Technical Validation
Bacterial Cytological profiling
The image segmentations output by the CellProfiler pipeline was used to ensure accurate cell and object traces and measurements for representative images. “Parent” tags were used to match the cell outlines to related structures (e.g. DNA). The output files, which contain the identified cellular features, were uploaded to the MassIVE repository. Fig. 3 depicts a schematic of the image analysis pipeline for BCP data.
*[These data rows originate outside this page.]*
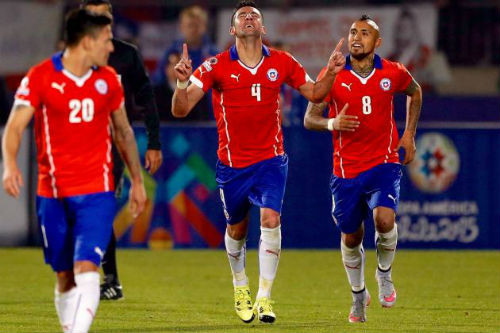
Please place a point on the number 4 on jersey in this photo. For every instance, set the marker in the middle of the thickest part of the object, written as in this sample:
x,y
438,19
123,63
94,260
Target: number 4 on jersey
x,y
256,91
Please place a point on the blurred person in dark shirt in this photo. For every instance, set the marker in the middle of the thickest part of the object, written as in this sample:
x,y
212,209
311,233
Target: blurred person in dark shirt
x,y
165,91
4,102
127,62
192,28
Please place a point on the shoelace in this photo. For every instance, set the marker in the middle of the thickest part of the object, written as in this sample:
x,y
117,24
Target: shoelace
x,y
266,304
242,297
386,284
357,307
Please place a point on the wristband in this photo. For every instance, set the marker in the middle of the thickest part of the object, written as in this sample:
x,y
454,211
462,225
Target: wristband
x,y
182,85
330,124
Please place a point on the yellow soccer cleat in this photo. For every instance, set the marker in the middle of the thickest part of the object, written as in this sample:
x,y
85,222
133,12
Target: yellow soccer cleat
x,y
243,303
264,310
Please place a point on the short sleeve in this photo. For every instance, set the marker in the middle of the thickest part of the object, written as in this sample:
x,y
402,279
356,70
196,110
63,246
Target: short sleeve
x,y
403,77
297,75
328,97
203,76
117,97
28,93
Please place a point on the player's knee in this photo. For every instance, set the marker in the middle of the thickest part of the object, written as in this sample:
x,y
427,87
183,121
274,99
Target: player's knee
x,y
237,231
352,241
384,220
85,266
65,281
269,218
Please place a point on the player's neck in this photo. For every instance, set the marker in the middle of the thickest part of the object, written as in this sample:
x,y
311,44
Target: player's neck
x,y
76,62
363,67
249,50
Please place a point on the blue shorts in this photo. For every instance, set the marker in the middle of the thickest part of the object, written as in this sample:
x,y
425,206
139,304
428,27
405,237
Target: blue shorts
x,y
261,184
75,228
354,198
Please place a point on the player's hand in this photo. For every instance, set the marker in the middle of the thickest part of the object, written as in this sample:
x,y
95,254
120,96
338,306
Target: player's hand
x,y
12,181
344,122
137,199
336,62
407,142
154,159
184,69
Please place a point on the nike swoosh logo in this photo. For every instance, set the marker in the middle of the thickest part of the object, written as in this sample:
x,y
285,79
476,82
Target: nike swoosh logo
x,y
273,252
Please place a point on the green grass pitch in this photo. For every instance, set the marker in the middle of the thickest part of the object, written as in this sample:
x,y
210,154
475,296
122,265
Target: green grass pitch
x,y
191,291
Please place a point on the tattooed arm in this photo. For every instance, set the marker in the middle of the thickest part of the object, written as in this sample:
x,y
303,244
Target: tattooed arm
x,y
413,106
19,119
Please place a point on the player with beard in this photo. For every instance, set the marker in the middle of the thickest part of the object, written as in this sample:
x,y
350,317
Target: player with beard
x,y
366,168
252,167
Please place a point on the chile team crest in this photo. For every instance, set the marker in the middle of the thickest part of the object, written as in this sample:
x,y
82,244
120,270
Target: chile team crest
x,y
272,74
101,86
385,84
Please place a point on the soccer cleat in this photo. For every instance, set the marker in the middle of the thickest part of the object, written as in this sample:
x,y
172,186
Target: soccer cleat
x,y
111,291
359,303
386,291
243,303
264,310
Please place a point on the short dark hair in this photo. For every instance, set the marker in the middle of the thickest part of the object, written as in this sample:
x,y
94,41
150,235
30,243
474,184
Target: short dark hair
x,y
244,3
95,3
81,23
365,17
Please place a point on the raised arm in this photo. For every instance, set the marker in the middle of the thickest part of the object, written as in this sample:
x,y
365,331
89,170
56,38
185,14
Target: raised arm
x,y
314,120
125,142
413,106
19,119
317,91
185,98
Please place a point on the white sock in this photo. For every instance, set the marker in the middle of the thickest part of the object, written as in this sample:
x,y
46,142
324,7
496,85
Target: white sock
x,y
354,264
236,253
87,285
386,247
269,256
65,307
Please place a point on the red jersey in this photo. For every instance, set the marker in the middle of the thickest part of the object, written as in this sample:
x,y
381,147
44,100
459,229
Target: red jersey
x,y
72,127
370,98
246,103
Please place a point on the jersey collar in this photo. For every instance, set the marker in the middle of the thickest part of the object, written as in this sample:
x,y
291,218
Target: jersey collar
x,y
377,62
233,53
57,61
58,65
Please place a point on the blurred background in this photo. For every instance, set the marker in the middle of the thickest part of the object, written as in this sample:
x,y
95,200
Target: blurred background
x,y
450,194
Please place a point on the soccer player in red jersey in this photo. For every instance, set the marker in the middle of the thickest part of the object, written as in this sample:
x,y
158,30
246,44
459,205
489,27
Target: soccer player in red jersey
x,y
252,166
74,98
366,167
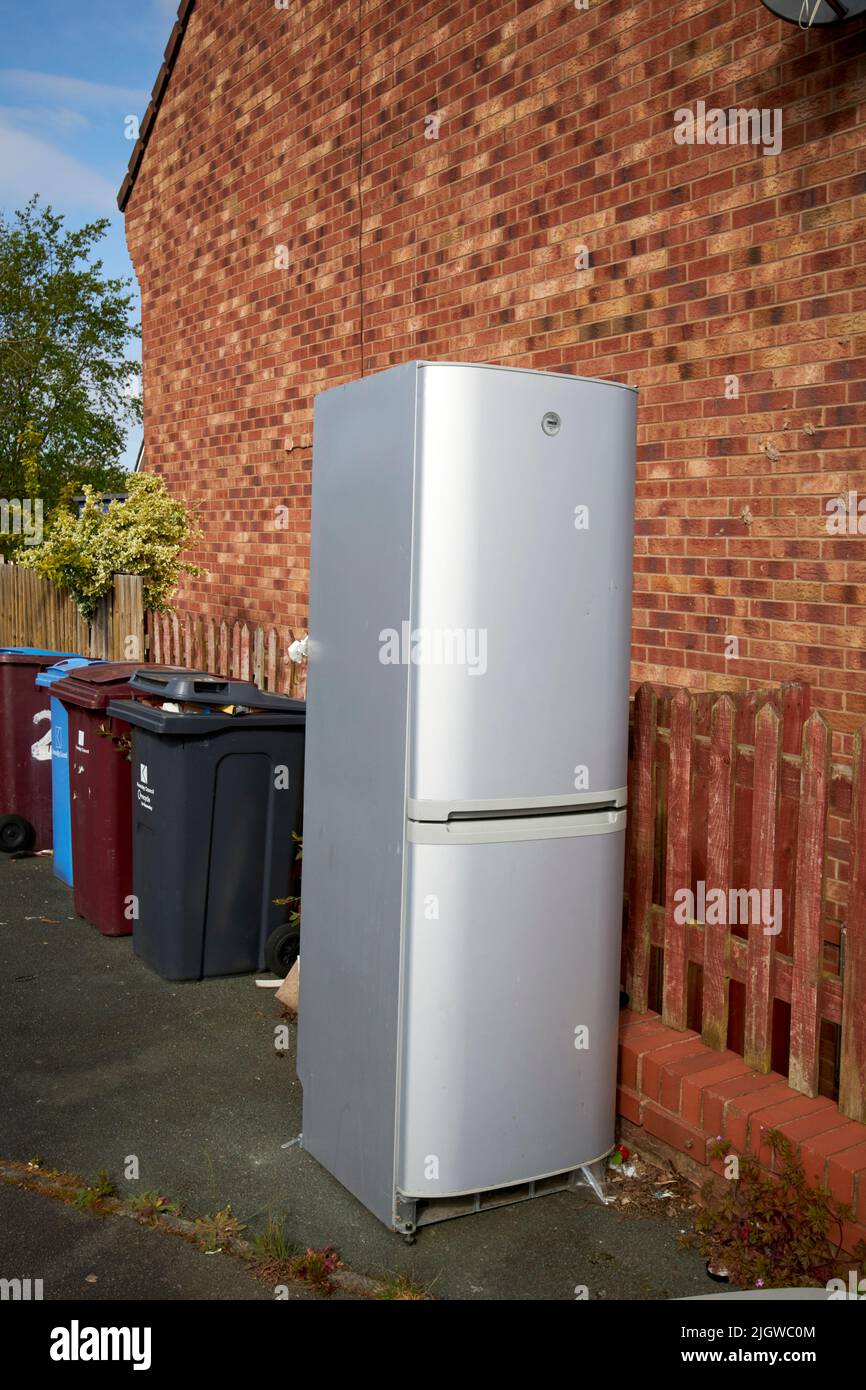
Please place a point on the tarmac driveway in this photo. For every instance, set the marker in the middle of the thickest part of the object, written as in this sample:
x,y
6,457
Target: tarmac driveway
x,y
102,1061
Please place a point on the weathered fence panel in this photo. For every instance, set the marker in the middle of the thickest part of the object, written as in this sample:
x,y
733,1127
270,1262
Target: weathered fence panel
x,y
731,799
238,651
34,612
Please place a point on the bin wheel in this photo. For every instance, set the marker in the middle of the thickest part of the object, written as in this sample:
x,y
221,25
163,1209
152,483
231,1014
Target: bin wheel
x,y
15,833
281,948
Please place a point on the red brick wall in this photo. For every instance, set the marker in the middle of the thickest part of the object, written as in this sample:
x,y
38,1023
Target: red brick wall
x,y
556,132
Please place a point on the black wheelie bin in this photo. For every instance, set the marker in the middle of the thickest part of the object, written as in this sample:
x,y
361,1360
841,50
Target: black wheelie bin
x,y
217,781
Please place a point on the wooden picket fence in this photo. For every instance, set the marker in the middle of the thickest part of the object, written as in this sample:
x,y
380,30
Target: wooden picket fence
x,y
34,612
741,794
237,649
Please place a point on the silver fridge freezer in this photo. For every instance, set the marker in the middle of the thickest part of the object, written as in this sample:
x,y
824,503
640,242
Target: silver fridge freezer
x,y
464,786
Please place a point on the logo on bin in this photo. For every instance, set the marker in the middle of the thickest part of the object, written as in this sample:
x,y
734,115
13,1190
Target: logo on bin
x,y
143,791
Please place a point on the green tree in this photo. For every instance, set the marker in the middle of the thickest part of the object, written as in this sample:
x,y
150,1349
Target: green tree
x,y
146,535
67,387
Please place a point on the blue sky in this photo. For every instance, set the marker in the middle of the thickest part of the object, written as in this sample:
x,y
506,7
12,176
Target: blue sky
x,y
71,71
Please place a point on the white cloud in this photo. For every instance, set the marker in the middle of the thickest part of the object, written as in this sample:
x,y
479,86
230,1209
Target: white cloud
x,y
45,118
29,164
53,86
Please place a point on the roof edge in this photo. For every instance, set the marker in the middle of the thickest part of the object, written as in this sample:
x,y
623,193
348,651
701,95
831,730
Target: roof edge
x,y
173,47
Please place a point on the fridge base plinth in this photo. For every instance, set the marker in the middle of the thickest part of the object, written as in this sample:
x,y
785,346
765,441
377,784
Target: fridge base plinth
x,y
595,1176
413,1212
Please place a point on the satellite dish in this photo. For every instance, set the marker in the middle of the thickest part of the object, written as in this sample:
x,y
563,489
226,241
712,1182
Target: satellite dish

Untargeted Liquid Chromatography Mass Spectrometry data acquisition
For a given growth media type, each sample analyzed by LC/MS was largely comprised of the same molecules, a number of which were known. Therefore, extracted ion chromatograms (EICs) of these known molecules could be compared to evaluate the reproducibility of the retention time and ion intensity between experimental replicates. This reproducibility could then be evaluated by comparing both the overall base peak chromatogram (BPC) of experimental replicates, as well as EICs and peak areas of individual known molecules between experimental replicates. The EICs of known molecules were found to have a retention time drift of less than 0.1 minute across all samples and peak areas of known molecules differed by less than 15% between experimental replicates.
RNA sequencing
An average of 94.41% of reads across all the samples aligned to the reference genome. The biological replicates showed high reproducibility with Spearman’s correlation coefficient >0.933 (Fig. 4).
Code availability
The complete RNAseq pipeline used in analysis of RNAseq data is available on Figshare.
Author Contributions
N.D. established the foundational growth and MIC experiments, compiled, analyzed results, and composed the manuscript. S.P. analyzed the RNA sequencing data and wrote Methods. H.T. performed growth experiments, analyzed the BCP data, and wrote Methods subsections. A.R. reviewed the article. M.M. analyzed the HPLC data and wrote subsections of the Methods. R.S. prepared samples for RNA sequencing and libraries for DNA sequencing and wrote Methods subsections. A.L. performed growth experiments and analyzed BCP data. A.V. performed growth experiments. J.S. wrote Methods. S.M.D. performed growth experiments. B.O.P and V.N. conceptualized the project, obtained funding, and edited the final manuscript.
Competing Interests
The authors declare no competing interests.
Acknowledgements
We thank Anand Sastry for helping build the RNA sequencing analysis pipeline. This research was supported by NIH NIAID grant (1-U01-AI124316).